Jobs, Jobs, Jobs?
Topic: Decline of the West
The December 2011 jobs report, showing that the economy added some 200,000 jobs while unemployment dropped by a tenth of a percentage point, was greeted by many Democrats and progressives with cheers and applause. Finally, they cried in glad accents, the Obama Administration’s economic policies are beating fruit! The recovery is gathering steam! Let the good times roll!
Who can blame them for their giddiness? Up to this point, Obama's management of the economy—if a president can be said to "manage the economy," a dubious proposition—has been something less than stellar. In fact it’s been dismal. Trillions have been blown on fancy schemes like “green jobs” to little discernable effect. Things got so bad that Democratic Party grandees were reduced to arguing that extending unemployment benefits would create jobs—600,000 according to House Minority Leader Nancy Pelosi. They were desperate for good news, and now it looks like they’ve gotten it.
But not so fast. Though 200,000 jobs sounds like a big number, it’s actually no big deal. As Jay Cost explains in this article for the Weekly Standard, overall job growth in 2011 failed to keep pace with the growth of the labor force. In round numbers, the economy must generate 140,000 jobs per month to cover labor force growth. At best, as the year ended, the job market was bumping along the bottom of the deep chasm into which it plummeted in 2008. In 2011, the average monthly job growth figure was 137,000. As for the December number, it includes anywhere from 40,000 to 100,000 temporary holiday jobs. Some of these will convert to full-time employment, but most will not. In other words, the economy isn’t creating enough jobs to lower the unemployment rate.
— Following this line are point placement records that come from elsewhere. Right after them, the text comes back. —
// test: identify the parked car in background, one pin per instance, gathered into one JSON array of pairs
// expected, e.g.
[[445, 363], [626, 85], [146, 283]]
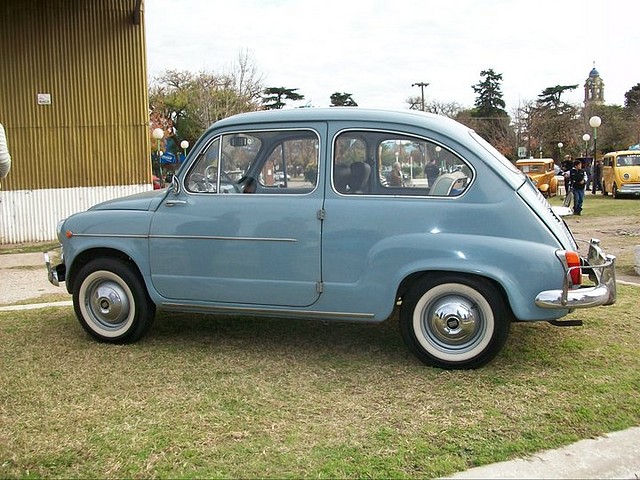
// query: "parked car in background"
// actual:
[[460, 259], [542, 172], [621, 173]]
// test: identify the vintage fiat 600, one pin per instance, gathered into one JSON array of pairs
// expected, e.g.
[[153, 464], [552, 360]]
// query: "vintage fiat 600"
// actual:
[[308, 226]]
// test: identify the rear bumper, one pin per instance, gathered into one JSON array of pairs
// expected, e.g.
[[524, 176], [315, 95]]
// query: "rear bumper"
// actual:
[[601, 270], [56, 269]]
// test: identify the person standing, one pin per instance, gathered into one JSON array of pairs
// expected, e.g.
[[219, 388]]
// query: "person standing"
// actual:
[[5, 158], [597, 176], [578, 178], [396, 179]]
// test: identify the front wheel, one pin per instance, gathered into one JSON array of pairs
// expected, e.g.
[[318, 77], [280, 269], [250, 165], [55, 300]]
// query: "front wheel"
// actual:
[[454, 322], [111, 301]]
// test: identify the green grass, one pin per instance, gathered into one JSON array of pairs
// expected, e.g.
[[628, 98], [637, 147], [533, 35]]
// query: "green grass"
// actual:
[[601, 206], [226, 397]]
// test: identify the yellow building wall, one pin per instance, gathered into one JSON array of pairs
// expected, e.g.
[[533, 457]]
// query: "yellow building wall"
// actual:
[[73, 93]]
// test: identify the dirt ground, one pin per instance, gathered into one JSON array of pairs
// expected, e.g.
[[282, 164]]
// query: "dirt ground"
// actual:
[[619, 236]]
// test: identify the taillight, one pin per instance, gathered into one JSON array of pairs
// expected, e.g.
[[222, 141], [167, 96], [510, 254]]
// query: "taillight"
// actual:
[[573, 263]]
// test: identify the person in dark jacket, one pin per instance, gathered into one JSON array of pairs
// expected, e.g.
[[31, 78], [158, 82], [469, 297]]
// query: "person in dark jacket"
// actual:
[[578, 178]]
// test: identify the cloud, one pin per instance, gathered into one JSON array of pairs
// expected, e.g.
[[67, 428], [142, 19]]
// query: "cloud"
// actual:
[[375, 50]]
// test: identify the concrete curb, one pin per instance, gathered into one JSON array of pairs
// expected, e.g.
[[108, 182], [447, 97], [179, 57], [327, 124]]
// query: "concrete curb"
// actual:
[[615, 455], [34, 306]]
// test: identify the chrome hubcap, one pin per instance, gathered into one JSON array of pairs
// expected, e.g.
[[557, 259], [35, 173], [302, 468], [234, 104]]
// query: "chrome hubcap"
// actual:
[[453, 321], [109, 303]]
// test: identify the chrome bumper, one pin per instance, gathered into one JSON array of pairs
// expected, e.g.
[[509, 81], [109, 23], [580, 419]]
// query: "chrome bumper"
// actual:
[[56, 269], [602, 273]]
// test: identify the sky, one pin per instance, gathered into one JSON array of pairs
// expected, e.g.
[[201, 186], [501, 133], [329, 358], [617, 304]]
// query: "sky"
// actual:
[[376, 49]]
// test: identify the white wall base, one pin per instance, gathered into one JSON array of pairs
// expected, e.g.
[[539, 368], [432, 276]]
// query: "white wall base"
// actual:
[[32, 215]]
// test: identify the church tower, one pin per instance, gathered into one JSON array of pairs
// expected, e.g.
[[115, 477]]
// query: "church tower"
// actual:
[[594, 88]]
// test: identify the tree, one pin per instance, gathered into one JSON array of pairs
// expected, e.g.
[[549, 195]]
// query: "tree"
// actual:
[[184, 104], [489, 102], [447, 109], [632, 98], [488, 116], [342, 100], [273, 96]]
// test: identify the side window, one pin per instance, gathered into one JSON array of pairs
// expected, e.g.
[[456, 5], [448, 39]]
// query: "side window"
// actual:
[[203, 175], [384, 163], [351, 172], [257, 162], [291, 165]]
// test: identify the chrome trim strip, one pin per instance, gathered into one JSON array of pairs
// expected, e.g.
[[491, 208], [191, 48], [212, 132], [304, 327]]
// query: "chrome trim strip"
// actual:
[[188, 237], [110, 235], [217, 237], [185, 307]]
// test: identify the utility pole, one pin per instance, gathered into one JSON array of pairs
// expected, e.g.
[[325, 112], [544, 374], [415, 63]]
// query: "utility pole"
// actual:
[[421, 85]]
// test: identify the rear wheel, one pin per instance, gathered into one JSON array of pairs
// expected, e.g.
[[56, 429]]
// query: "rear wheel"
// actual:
[[454, 322], [111, 301]]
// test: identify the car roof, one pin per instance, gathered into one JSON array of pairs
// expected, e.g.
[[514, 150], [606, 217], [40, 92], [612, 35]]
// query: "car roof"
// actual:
[[534, 160], [348, 114]]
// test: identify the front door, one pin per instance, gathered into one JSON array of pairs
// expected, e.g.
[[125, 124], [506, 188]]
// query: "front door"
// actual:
[[244, 228]]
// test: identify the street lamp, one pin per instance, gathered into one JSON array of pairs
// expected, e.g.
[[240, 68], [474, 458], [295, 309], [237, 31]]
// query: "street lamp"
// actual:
[[560, 145], [438, 150], [421, 85], [158, 133], [586, 137], [595, 122]]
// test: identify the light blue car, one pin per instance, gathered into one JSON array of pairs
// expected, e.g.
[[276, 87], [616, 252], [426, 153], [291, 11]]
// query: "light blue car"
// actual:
[[312, 225]]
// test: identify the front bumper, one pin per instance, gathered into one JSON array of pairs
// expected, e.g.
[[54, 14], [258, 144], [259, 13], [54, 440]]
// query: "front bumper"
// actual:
[[602, 273], [56, 269]]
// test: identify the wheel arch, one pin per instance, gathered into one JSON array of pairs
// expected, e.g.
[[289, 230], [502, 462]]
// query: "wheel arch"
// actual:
[[90, 254], [411, 279]]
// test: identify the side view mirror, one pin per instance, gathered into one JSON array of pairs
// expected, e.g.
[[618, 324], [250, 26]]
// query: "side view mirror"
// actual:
[[175, 185]]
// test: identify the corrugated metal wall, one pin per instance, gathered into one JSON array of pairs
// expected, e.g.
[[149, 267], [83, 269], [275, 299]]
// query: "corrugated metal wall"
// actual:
[[89, 57], [91, 141]]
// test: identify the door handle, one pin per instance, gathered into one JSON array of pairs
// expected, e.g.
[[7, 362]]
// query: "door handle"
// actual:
[[171, 203]]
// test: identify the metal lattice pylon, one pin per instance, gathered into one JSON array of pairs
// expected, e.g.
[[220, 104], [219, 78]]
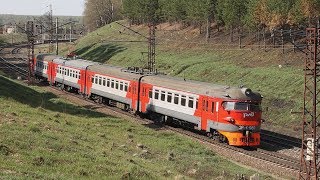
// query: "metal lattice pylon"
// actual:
[[309, 168], [152, 47]]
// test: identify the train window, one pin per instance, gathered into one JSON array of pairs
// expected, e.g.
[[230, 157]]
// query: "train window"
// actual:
[[255, 107], [117, 84], [212, 107], [190, 103], [207, 106], [241, 106], [169, 97], [197, 103], [163, 96], [183, 100], [121, 86], [156, 94], [112, 83], [104, 82], [100, 80], [228, 105], [176, 98]]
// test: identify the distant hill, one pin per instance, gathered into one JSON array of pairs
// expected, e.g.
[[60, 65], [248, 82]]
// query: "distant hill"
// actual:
[[183, 51]]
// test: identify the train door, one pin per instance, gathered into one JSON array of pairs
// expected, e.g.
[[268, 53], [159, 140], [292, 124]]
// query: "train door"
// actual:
[[144, 97], [204, 113], [133, 94], [212, 110]]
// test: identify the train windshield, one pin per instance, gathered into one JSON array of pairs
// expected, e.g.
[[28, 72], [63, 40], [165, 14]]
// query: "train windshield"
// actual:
[[241, 106]]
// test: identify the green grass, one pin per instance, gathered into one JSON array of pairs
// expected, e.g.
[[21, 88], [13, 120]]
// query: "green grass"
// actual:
[[282, 88], [45, 137]]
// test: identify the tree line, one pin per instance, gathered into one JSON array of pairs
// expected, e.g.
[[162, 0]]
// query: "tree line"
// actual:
[[250, 14]]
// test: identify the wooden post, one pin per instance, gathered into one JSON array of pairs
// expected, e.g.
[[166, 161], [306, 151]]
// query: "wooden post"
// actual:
[[292, 40], [240, 36], [282, 41], [273, 40], [264, 39], [259, 39]]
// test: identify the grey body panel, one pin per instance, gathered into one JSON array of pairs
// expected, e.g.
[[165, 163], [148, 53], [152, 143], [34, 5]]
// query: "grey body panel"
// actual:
[[111, 96], [113, 71], [79, 64], [173, 113], [72, 84]]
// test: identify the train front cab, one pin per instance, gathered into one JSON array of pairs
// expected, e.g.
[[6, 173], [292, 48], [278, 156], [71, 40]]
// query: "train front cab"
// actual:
[[247, 117]]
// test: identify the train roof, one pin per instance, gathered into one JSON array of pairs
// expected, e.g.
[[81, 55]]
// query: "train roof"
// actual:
[[114, 71], [46, 57], [59, 60], [174, 83], [204, 88], [79, 63]]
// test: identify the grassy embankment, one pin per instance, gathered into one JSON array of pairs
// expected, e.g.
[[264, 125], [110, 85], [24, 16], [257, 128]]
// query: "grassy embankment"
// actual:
[[44, 137], [12, 38], [177, 55]]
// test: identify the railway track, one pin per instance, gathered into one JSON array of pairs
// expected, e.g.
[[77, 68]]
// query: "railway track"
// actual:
[[276, 159], [280, 139]]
But wait—the unemployment rate did drop in December! Well, yes it did, but this was due largely to the fact that the workforce—the percentage of adults either employed or actively seeking unemployment—has hit a 30-year low. Since Obama took office, it’s declined from 65.7% to 64%. Why? Because people are giving up looking for work and dropping out of the labor force altogether. The unemployment rate doesn’t count these people. It’s based solely on workforce participation: those employed versus those unemployed but still in the labor force. Those who’ve dropped out become unpersons so far as the unemployment rate is concerned. And perversely, the more dropouts, the better the unofficial unemployment rate looks. But if they were counted—by calculating unemployment based on the 2009 workforce participation number—the unemployment rate would be 11%.
Finally, as Cost points out, the prospects for 2012 are not very bright. Most economists expect growth to remain anemic: in the vicinity of 2%. that’s nowhere near enough to generate real job growth, boost incomes, etc. Moreover, there are significant threats to the US economy out there, particularly the prospect of a deep recession in the Eurozone.
Of course, the spin doctors of the Democratic Party will do what they can with every particle of seemingly good news. But there’s nothing they can do, really, to spin away the millions of Americans who feel so pessimistic about the economy that they’ve dropped out of the jobs market. Indeed, too much giddiness about tenth-of-a-percent declines in the unemployment rate could even be counterproductive. People who’ve been unemployed or under-employed for years may not appreciate being told that prosperity is just around the corner.